Each producer needs to figure out whether a certain program is doable and profitable for their own situation. That might mean watching video sales to get a feel for what’s going on and whether it might work for you, says Wasko.
“A person has to be proactive in seeking out the markets that might be best for them. Markets have been adapting to increased demands from buyers,” she says.
Relationships with buyers
A big issue in the beef industry is that we really don’t know whether we have efficient cattle unless we know how they perform all the way through the supply chain. Calves might look good at weaning, but you don’t know how they are going to do in the feedlot or how they will grade.
It helps to get feedback from the buyer or feedlot on how they do. This can guide you for future production.
“If you build a relationship with the buyer and he knows your cattle, if they are good, he’ll be willing to pay more for them the next time,” says Canfax’s Brian Perillat.

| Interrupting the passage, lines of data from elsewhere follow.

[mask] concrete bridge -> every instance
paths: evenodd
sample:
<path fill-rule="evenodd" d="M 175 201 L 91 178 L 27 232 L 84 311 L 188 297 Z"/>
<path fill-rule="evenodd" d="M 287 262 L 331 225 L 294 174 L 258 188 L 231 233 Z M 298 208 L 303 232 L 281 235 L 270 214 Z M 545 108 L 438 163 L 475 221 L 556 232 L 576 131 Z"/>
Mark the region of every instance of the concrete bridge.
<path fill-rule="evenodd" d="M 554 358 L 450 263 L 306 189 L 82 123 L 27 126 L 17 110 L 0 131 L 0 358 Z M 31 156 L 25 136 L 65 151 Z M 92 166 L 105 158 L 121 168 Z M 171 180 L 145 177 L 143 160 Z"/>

“We work on thin margins, but if you can pick up another $50 per head, that creates a better profit. Building relationships and following your cattle through the supply chain can help. If they aren’t good, you can work on improving them. The majority of producers don’t know how their cattle perform.”
He does some marketing workshops with cow-calf producers.
“I ask if they’ve thought about marketing their calves before they are born. Many farmers contract and market their canola, wheat or other crops before they are planted. The same opportunities exist with cattle,” says Perillat.
After all, a buyer who likes your calves might be interested in contracting for your next calf crop.